Dès l’entame de sa conférence de presse, le sélectionneur national a tenu à clarifier la philosophie marocaine pour ce tournoi : « Nous avons un groupe, pas seulement des individualités. L’absence d’Abde est un coup dur, mais elle est surtout un test de résilience pour notre système. » Le technicien a ainsi balayé les inquiétudes, transformant cette indisponibilité en un défi pour ses troupes. Pour lui, chaque forfait est une opportunité de démontrer la profondeur et l’adaptabilité d’un groupe façonné pour les grands rendez-vous.
Dans cette configuration, l’émergence de Chamseddine Talbi n’est pas une solution par défaut. Ouahbi a insisté sur la disponibilité totale de son joueur, soulignant sa capacité à intégrer immédiatement les circuits de passes et à apporter la vivacité nécessaire pour déstabiliser le bloc auriverde.

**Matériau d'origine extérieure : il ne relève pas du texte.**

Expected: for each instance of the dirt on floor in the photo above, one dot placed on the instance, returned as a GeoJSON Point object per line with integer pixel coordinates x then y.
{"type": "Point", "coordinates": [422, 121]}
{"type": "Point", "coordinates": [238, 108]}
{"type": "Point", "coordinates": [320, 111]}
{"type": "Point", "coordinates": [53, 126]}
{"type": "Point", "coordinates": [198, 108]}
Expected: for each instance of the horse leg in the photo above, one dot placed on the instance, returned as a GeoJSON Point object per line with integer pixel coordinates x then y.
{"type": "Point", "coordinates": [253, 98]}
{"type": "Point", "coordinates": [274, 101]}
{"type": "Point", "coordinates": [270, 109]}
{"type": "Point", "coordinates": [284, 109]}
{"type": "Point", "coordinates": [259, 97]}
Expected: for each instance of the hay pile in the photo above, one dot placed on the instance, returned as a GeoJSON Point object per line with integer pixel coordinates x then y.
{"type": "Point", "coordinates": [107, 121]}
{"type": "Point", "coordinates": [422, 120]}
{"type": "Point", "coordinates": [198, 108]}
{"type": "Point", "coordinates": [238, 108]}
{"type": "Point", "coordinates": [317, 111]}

Poursuivant son analyse, Mohamed Ouahbi a précisé le dessein tactique des siens avec une détermination non dissimulée : « Notre force ne réside pas dans la capacité à contrer l’adversaire, mais dans notre faculté à imposer notre rythme. Le Brésil est une équipe qui vit de la transition rapide et du déséquilibre individuel. Notre priorité absolue sera de verrouiller les espaces entre les lignes et de forcer leurs créateurs à jouer vers l’arrière. »
Pour le sélectionneur, ce match est un révélateur : « C’est dans ce type de rencontres que l’on découvre la véritable solidité mentale et tactique d’une équipe. » Le message est limpide : le Brésil ne sera pas seulement un adversaire, mais un étalon.

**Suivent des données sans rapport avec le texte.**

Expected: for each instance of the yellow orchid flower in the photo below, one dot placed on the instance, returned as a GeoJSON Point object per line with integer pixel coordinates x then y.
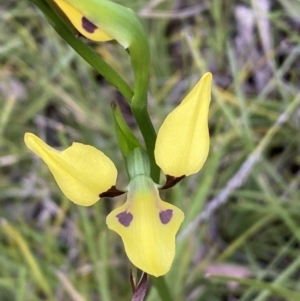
{"type": "Point", "coordinates": [146, 224]}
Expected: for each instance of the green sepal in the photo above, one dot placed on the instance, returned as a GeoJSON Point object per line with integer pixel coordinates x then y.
{"type": "Point", "coordinates": [126, 139]}
{"type": "Point", "coordinates": [83, 50]}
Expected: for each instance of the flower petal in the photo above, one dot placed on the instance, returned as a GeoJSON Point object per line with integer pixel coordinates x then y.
{"type": "Point", "coordinates": [81, 171]}
{"type": "Point", "coordinates": [82, 23]}
{"type": "Point", "coordinates": [147, 226]}
{"type": "Point", "coordinates": [182, 143]}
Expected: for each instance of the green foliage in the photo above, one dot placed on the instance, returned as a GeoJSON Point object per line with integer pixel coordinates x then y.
{"type": "Point", "coordinates": [242, 211]}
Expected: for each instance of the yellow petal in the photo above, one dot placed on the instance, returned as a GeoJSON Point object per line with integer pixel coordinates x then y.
{"type": "Point", "coordinates": [182, 143]}
{"type": "Point", "coordinates": [81, 171]}
{"type": "Point", "coordinates": [82, 23]}
{"type": "Point", "coordinates": [147, 226]}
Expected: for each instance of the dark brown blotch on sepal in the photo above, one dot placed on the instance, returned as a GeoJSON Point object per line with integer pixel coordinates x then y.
{"type": "Point", "coordinates": [111, 192]}
{"type": "Point", "coordinates": [171, 181]}
{"type": "Point", "coordinates": [125, 218]}
{"type": "Point", "coordinates": [87, 25]}
{"type": "Point", "coordinates": [165, 216]}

L »approche marocaine est désormais figée : une discipline défensive sans faille, couplée à une intelligence dans la gestion des transitions. Il ne s’agit plus de subir le rythme brésilien, mais de l’imposer à un adversaire qui pourrait être surpris par la rigueur du bloc marocain.
En conférence de presse, Ouahbi a dégagé une assurance qui en dit long sur la préparation des siens. Pas de nervosité, pas de surenchère, mais une analyse froide : le Maroc de 2026 n’est plus dans l’attente, il est dans l’affirmation. « La vérité du terrain ne se trouve pas dans les noms sur le maillot, mais dans la discipline imposée pendant 90 minutes », a-t-il conclu.